JVM supports so many languages other than Java like Groovy,Clojure,Scala
etc which are functional languages unlike Java(I am referring to Java before Version 8 where Lambda's
are not supported) that doesn’t support functional capabilities.On a high level what makes the JVM so versatile that it can support both Object Oriented as well as Functional languages?
1
Compared to other VMs, the JVM actually isn’t particularly versatile. It directly supports statically typed OO. For everything else, you have to see what parts you can use, and how you can build everything else your language needs on top of those parts.
For example, until Java 7 introduced the invokedynamic
bytecode, it was very hard to implement a dynamically typed OO language on the JVM – you had to use complex workarounds that were bad for performance and resulted in horribly bloated stack traces.
And yet, a bunch of dynamic languages (Groovy, Jython, JRuby among others) were implemented on the JVM before that.
Not because the JVM is so versatile, but because it is so widespread, and because it has very mature, well-supported and high-performing implementations.
And, perhaps even more important, because there is a huge amount of Java code out there doing pretty much anything, and if your language runs on the JVM, you can easily offer facilities to integrate with that code. Basically, having your language run on the JVM is the 21st century version of offering interoperability with C.
1
The JVM was written to basically act like a CPU, there is a set of instructions, kind of like assembly, that the VM runs called bytecodes. If you can write a compiler that generates a valid set of bytecodes, then the JVM can run them.
Wikipedia has a list of the bytecodes:
http://en.wikipedia.org/wiki/Java_bytecode_instruction_listings
as well as an explanation of how the JVM loads the byte codes:
http://en.wikipedia.org/wiki/Java_virtual_machine
By using the invoke style bytecodes, a functional language can execute code, regardless of what the source looks like. Also, with the addition of invokevirtual, language implementations like jruby have been giving some flexibility with how they run.
2
I’ll add that the JVM supports a well defined and pretty decent Memory Model (JMM) which means good support for consistent (albeit low level) threading behaviour. It also has a powerful Just In Time compiler (no more useful for dynamic languages thanks to MethodHandles and invokedynamic).
Last but not least is the JVM’s Garbage Collection sub-system which (with the right tuning) manages memory for you regardless of the language on top.
2
The key element in this is the separation of the compilation from the execution phase. By this it is possible to write other compilers compiling other languages to bytecode.

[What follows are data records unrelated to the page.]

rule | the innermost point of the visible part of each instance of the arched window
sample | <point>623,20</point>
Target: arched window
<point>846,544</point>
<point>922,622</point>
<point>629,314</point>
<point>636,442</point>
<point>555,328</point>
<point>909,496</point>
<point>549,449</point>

Bytecode there acts similar to machine code of a CPU – you have all the little operations needed to run a program – you can get a variable, do math on it, have conditional operations etc.

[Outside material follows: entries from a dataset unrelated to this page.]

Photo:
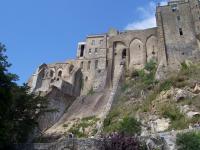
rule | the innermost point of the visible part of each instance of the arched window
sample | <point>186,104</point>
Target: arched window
<point>89,64</point>
<point>60,73</point>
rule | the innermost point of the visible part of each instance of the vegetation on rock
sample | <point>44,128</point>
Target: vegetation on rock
<point>19,110</point>
<point>84,127</point>
<point>188,141</point>
<point>142,96</point>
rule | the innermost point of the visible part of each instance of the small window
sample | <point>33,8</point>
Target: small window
<point>81,65</point>
<point>101,42</point>
<point>51,73</point>
<point>96,64</point>
<point>89,64</point>
<point>82,50</point>
<point>180,31</point>
<point>124,54</point>
<point>60,73</point>
<point>93,42</point>
<point>174,7</point>
<point>178,18</point>
<point>96,50</point>
<point>90,51</point>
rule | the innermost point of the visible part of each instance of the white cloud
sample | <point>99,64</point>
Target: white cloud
<point>147,14</point>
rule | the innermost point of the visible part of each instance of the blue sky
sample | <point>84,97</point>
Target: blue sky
<point>47,31</point>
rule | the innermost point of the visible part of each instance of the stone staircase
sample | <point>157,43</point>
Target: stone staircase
<point>115,85</point>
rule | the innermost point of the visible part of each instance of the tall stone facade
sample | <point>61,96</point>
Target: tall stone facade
<point>175,39</point>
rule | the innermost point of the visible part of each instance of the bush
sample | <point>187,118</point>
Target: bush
<point>166,85</point>
<point>178,120</point>
<point>188,141</point>
<point>122,142</point>
<point>129,126</point>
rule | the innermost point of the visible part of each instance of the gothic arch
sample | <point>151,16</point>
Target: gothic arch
<point>152,48</point>
<point>60,72</point>
<point>52,72</point>
<point>119,48</point>
<point>137,53</point>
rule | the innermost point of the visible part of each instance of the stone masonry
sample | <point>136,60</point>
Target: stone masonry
<point>175,39</point>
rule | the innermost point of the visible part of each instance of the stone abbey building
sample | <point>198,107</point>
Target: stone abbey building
<point>175,39</point>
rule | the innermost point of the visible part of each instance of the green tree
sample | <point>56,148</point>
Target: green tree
<point>19,110</point>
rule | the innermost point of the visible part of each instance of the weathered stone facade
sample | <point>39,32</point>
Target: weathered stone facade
<point>175,39</point>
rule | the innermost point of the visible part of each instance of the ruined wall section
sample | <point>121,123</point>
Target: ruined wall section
<point>140,46</point>
<point>92,60</point>
<point>179,32</point>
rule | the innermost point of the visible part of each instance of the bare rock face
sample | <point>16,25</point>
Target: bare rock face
<point>58,102</point>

Java also isn’t special. In Java the existance of multiple languages wasn’t even a design goal, unlike other VMs. For Microsoft’s .Net CIL the ability to run multiple languages (C#, VB.Net, …) was a key design element, also the ParrotVM from the Perl6 project aimed to be a generic VM.
For the fun of it I once created a proof that even PHP’s Zend Engine would allow that.

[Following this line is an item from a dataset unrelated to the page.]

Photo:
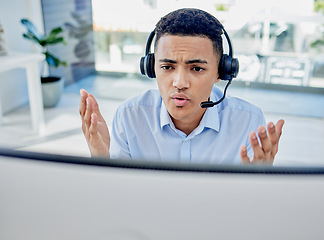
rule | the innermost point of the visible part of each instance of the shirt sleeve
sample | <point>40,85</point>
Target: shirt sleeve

And frankly this isn’t anything new – even on real hardware you can run multiple languages – i.e. C or Fortran.
The difference to this separation from compilation and execution are clssic interpreters, like some forms of Basic, shell scripts, etc. they often work in a way that they execute code more or less in a line by line way without bringing it in an immediate form in between.
The JVM is the first virtual machine I’m aware of which combined garbage collection, performance, and a workable sandbox model. The emergence of many languages to support the JVM is probably not so much a result of its “versatility”, but rather the fact that the Java language lacks some significant features that people want in a programming language. For example, while most machine languages have only half a dozen or so data types (e.g. byte, halfword, word, double-word, single-precision float, and double-precision float), the vast majority of programming languages allow code to use an arbitrary number of user-defined data types. The JVM recognizes a few primitive types similar to those on a typical machine, plus one more type: the Promiscuous Object Reference. The Java language likewise recognizes those primitives, and Promiscuous Object References. While a variable may be constrained not to hold references to anything that isn’t a particular class, the language makes no distinctions between any of the following kinds of field of type List<String>
that might be held by instance MyThing
class MyClass
:
-
A reference to something code knows to be an immutable implementation of
List<String>
-
A reference to an instance of a mutable list type which will never be exposed to anything that might mutate it.
-
A reference to a mutable list to which, except during the execution of
MyThings
‘s methods, no other reference could possibly exist anywhere in the universe. -
A reference to a mutable list which is owned by some other object, which that other object would like
MyThing
to use in some fashion. -
A reference to a mutable list which
MyThing
owns, but which it has also exposed to some other objects so they may do something with it.
Even though all of those fields could have type List<String>
, they hold very different things. An expressive language might allow a distinction among those meanings, but Java does not. Since a language could attach meaning to such things (at least outside generic contexts) and run on the JVM, that leaves a lot of room for JVM-targetted languages to express concepts which Java cannot.